Infine c’è il quadro più generale. In un mondo dominato da sanguinosissimi tumulti irrazionali come il Medio Oriente, salvaguardato com’è da una rete di accordi taciti e in parte informali con i paesi arabi del fronte sunnita non rivoluzionari, con la Russia e l’America di Trump, Israele ha interesse vitale ad affermarsi come attore razionale, affidabile, lucido, che non agisce spinto da emozioni di “orgoglio nazionale” ma da freddi calcoli di interesse nazionale.
Noi non sappiamo che pressioni Netanyahu ha subito da America, Russia, Paesi Arabi, ma certo le ha ricevute; non sappiamo che cosa ha ottenuto in cambio del suo atteggiamento responsabile, ma certo qualcosa ha ottenuto, se non altro in termini di credibilità, di controllo della situazione e di smascheramento dell’aggressività incontrollabile palestinista; non sappiamo il costo che pagherà la leadership di Ramallah per essersi messa al seguito di Hamas, che notoriamente domina l’apparato delle moschee sul Monte del Tempio, ma certo lo pagheranno, perché nel gioco dei bluff di questa storia sono andati troppo avanti, non hanno capito che dovevano dichiarare un trionfo (che pure non c’era) e ora continuano ad abbaiare alla luna.

Anche se alcuni amici si sono fatti prendere dai fumi dell’ira (che spesso non è buona consigliera) e parlano di “calare le braghe” del governo israeliano, io credo invece che si tratti di un successo politico, guidato con mano ferma da Netanyahu, che ha ben presente come tutta la faccenda della “spianata delle moschee” sia solo propaganda e che il pericolo vero venga dal Nord, dove continua il dispiegamento dei militari russi.
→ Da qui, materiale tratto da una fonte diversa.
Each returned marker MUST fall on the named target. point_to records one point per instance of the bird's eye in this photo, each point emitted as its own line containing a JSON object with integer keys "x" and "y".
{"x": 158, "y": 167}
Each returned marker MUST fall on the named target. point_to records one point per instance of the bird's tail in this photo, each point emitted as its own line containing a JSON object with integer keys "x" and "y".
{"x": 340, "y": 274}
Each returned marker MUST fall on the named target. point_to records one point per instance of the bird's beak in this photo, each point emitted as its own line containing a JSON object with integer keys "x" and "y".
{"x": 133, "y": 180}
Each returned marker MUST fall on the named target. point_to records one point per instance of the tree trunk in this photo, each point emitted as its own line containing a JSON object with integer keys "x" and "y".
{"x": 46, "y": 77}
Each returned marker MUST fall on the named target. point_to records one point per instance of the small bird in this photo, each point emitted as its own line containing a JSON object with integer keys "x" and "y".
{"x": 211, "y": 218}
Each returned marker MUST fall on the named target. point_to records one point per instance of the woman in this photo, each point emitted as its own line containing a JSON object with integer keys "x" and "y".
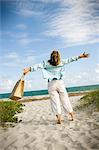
{"x": 53, "y": 71}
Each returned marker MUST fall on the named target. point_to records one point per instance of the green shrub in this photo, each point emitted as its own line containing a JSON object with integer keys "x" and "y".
{"x": 8, "y": 109}
{"x": 90, "y": 99}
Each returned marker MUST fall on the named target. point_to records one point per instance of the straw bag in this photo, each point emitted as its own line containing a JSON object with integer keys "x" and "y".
{"x": 18, "y": 90}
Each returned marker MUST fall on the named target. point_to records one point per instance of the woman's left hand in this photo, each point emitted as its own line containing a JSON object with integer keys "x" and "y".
{"x": 84, "y": 55}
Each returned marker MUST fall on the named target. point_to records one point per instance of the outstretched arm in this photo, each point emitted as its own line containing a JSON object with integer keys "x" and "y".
{"x": 33, "y": 68}
{"x": 69, "y": 60}
{"x": 84, "y": 55}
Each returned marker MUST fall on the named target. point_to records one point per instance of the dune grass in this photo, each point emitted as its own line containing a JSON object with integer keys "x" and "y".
{"x": 8, "y": 109}
{"x": 90, "y": 99}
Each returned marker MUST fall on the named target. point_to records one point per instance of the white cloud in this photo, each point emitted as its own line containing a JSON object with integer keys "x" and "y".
{"x": 75, "y": 23}
{"x": 14, "y": 59}
{"x": 28, "y": 13}
{"x": 5, "y": 84}
{"x": 21, "y": 26}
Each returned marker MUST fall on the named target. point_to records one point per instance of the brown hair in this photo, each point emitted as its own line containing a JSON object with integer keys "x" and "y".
{"x": 54, "y": 58}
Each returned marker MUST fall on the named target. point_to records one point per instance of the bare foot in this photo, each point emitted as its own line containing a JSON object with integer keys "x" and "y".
{"x": 71, "y": 116}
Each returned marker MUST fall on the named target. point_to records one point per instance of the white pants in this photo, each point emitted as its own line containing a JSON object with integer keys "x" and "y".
{"x": 58, "y": 93}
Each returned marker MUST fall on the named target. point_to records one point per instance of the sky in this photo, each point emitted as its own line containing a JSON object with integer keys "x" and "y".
{"x": 31, "y": 30}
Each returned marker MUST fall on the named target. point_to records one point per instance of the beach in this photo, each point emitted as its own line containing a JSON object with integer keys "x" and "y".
{"x": 37, "y": 129}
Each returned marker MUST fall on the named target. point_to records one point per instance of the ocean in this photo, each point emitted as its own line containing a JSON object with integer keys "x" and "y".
{"x": 45, "y": 92}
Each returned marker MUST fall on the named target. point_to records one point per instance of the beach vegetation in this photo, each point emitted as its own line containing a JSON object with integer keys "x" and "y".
{"x": 8, "y": 111}
{"x": 90, "y": 99}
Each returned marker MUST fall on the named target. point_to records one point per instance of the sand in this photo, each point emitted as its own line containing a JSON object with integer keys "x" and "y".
{"x": 39, "y": 131}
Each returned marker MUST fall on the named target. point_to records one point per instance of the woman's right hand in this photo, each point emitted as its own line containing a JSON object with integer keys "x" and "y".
{"x": 26, "y": 70}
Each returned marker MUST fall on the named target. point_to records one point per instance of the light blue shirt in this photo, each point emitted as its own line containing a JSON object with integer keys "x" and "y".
{"x": 49, "y": 71}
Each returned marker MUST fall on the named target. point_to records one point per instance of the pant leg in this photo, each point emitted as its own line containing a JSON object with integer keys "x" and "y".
{"x": 54, "y": 98}
{"x": 64, "y": 97}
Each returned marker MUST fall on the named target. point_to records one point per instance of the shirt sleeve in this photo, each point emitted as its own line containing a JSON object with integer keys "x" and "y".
{"x": 69, "y": 60}
{"x": 38, "y": 66}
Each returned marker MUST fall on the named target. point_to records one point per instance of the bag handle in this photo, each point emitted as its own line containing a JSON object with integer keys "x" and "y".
{"x": 22, "y": 77}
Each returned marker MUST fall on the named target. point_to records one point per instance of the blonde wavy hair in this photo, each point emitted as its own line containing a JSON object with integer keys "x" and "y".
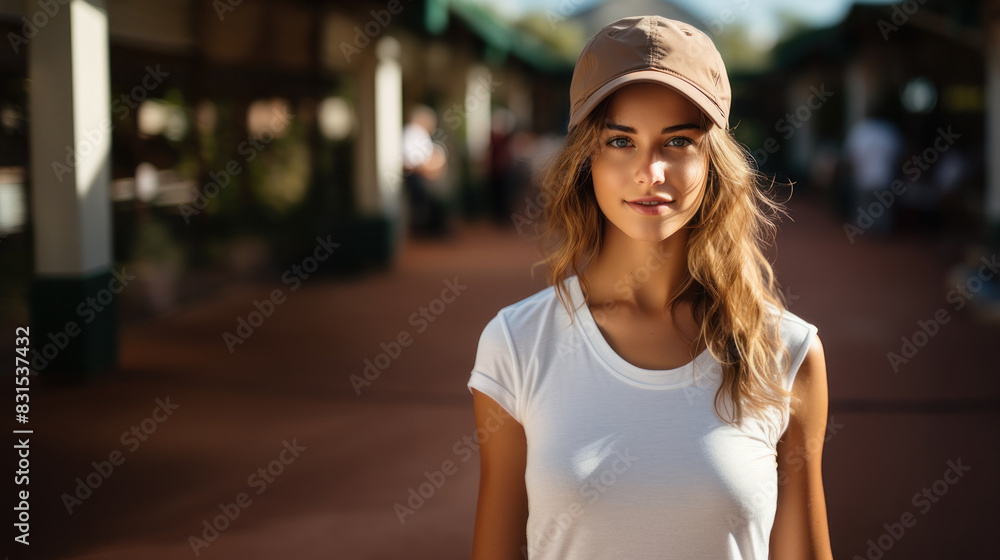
{"x": 729, "y": 282}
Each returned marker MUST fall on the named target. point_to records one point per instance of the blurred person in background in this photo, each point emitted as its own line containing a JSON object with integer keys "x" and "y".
{"x": 657, "y": 399}
{"x": 424, "y": 163}
{"x": 501, "y": 161}
{"x": 872, "y": 149}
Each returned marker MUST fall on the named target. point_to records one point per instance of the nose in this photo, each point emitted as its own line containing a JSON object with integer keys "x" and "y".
{"x": 651, "y": 170}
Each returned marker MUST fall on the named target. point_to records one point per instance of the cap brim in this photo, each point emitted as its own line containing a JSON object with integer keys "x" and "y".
{"x": 685, "y": 88}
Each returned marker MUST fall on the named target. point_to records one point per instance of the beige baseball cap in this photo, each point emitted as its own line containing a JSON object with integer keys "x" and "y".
{"x": 651, "y": 49}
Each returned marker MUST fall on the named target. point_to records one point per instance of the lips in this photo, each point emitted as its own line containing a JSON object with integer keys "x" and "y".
{"x": 650, "y": 205}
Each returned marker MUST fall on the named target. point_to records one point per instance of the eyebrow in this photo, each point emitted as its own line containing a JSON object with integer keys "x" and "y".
{"x": 666, "y": 130}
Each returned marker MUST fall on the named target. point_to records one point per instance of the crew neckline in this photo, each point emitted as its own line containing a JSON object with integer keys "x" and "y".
{"x": 656, "y": 379}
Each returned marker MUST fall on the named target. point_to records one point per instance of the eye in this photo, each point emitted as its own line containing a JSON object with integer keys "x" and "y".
{"x": 680, "y": 142}
{"x": 619, "y": 142}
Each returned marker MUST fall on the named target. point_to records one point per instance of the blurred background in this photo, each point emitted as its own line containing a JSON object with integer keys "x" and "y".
{"x": 255, "y": 243}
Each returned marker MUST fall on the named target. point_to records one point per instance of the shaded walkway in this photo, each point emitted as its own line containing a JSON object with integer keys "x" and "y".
{"x": 290, "y": 382}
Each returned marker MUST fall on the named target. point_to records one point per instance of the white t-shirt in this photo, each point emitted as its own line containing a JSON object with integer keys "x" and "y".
{"x": 625, "y": 462}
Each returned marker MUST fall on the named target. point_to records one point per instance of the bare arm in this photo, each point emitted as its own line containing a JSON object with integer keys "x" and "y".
{"x": 502, "y": 509}
{"x": 800, "y": 527}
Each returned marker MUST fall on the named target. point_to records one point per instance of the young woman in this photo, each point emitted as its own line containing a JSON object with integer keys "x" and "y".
{"x": 656, "y": 401}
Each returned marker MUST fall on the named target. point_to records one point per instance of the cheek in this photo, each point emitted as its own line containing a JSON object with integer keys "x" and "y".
{"x": 606, "y": 179}
{"x": 692, "y": 179}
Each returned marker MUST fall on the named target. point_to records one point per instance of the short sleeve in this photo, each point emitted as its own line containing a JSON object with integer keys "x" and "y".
{"x": 798, "y": 336}
{"x": 495, "y": 372}
{"x": 797, "y": 351}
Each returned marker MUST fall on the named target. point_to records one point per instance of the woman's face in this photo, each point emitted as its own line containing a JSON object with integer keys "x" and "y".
{"x": 650, "y": 173}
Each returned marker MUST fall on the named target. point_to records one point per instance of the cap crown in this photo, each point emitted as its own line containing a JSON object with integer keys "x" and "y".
{"x": 651, "y": 49}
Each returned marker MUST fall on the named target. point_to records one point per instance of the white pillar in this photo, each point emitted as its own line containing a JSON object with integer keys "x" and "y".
{"x": 69, "y": 97}
{"x": 71, "y": 140}
{"x": 379, "y": 160}
{"x": 478, "y": 97}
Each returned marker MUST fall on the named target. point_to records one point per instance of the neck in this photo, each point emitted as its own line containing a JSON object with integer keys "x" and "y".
{"x": 644, "y": 274}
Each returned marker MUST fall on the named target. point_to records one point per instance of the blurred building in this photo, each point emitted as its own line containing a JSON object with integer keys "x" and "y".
{"x": 924, "y": 66}
{"x": 177, "y": 135}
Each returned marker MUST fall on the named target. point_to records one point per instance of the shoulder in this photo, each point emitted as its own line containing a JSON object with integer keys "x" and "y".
{"x": 520, "y": 326}
{"x": 799, "y": 337}
{"x": 532, "y": 311}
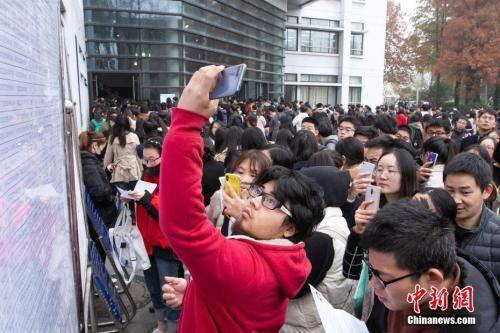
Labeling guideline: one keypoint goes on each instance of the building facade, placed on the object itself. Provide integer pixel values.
(146, 48)
(334, 51)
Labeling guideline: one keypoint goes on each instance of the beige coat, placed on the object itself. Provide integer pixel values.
(128, 167)
(301, 313)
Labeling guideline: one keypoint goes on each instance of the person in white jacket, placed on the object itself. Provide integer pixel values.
(325, 249)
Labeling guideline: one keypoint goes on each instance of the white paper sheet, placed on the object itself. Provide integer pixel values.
(335, 320)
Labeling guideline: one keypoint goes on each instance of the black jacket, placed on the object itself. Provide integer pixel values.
(484, 241)
(99, 188)
(486, 298)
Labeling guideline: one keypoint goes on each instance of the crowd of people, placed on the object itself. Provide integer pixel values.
(242, 260)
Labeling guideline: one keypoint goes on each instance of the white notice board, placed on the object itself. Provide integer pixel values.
(36, 267)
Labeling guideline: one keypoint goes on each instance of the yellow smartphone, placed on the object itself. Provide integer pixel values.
(234, 180)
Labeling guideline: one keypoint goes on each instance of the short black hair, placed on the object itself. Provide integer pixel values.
(369, 131)
(349, 119)
(470, 164)
(445, 148)
(352, 149)
(303, 145)
(252, 138)
(418, 238)
(302, 196)
(280, 155)
(436, 122)
(312, 121)
(386, 124)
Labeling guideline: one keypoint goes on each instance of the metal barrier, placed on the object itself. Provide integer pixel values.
(112, 296)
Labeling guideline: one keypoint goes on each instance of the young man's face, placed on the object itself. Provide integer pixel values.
(436, 131)
(346, 130)
(467, 195)
(486, 123)
(310, 127)
(262, 223)
(393, 296)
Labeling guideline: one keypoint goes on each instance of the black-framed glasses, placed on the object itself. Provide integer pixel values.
(385, 283)
(268, 200)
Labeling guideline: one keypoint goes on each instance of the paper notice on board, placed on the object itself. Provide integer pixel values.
(335, 320)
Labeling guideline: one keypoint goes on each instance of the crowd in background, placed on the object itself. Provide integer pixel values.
(328, 144)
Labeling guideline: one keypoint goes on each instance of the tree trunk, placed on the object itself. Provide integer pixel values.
(458, 85)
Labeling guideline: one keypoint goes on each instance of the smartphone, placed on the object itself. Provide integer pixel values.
(229, 81)
(373, 193)
(234, 180)
(432, 157)
(366, 167)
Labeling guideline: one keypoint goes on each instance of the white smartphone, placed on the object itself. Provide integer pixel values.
(373, 193)
(366, 167)
(229, 81)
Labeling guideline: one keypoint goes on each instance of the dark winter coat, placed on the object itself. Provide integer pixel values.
(99, 188)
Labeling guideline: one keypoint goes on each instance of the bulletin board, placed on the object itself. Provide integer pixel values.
(37, 276)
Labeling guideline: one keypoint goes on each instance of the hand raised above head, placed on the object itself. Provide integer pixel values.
(195, 98)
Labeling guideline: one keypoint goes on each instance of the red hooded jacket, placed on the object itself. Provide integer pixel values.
(239, 284)
(148, 226)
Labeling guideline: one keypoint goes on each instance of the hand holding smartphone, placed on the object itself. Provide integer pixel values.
(373, 193)
(229, 82)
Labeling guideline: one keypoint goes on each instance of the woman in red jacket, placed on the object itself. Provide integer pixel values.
(163, 260)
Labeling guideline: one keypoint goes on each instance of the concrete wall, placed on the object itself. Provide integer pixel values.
(370, 66)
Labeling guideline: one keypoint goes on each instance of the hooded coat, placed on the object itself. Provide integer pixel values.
(238, 284)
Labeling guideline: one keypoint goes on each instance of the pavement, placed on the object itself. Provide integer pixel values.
(143, 321)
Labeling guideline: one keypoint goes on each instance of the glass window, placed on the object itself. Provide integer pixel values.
(320, 22)
(356, 44)
(319, 41)
(291, 40)
(357, 26)
(354, 95)
(355, 80)
(315, 95)
(319, 78)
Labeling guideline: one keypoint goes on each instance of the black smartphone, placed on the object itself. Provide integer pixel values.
(229, 82)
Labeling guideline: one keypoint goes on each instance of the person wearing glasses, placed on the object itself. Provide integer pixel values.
(163, 260)
(395, 174)
(241, 283)
(418, 250)
(347, 127)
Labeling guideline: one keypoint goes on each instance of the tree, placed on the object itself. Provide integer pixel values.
(398, 66)
(470, 56)
(427, 39)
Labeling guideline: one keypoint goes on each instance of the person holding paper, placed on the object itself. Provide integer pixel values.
(242, 283)
(163, 260)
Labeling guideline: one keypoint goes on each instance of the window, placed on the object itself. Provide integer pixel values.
(319, 78)
(291, 40)
(315, 95)
(319, 41)
(356, 44)
(320, 22)
(355, 80)
(357, 26)
(354, 95)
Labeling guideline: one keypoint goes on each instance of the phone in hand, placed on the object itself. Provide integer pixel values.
(234, 180)
(373, 193)
(366, 167)
(432, 157)
(229, 82)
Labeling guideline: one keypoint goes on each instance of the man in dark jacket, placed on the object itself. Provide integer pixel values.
(419, 279)
(468, 179)
(486, 123)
Meglio, molto meglio, non lasciar rompere la trama delicata della resistenza all’Iran e delle alleanze regionali. Meglio, molto meglio, sfilare la carta religiosa ai terroristi e lasciarli esposti nella loro fama di sangue. Meglio ottenere gli stessi risultati di sicurezza senza scontrarsi sui simboli, ma senza cedere sulla sostanza. Meglio Netanyahu, ancora una volta, che i suoi contestatori, quelli interessati, ma anche quelli in buona fede: una lezione di politica.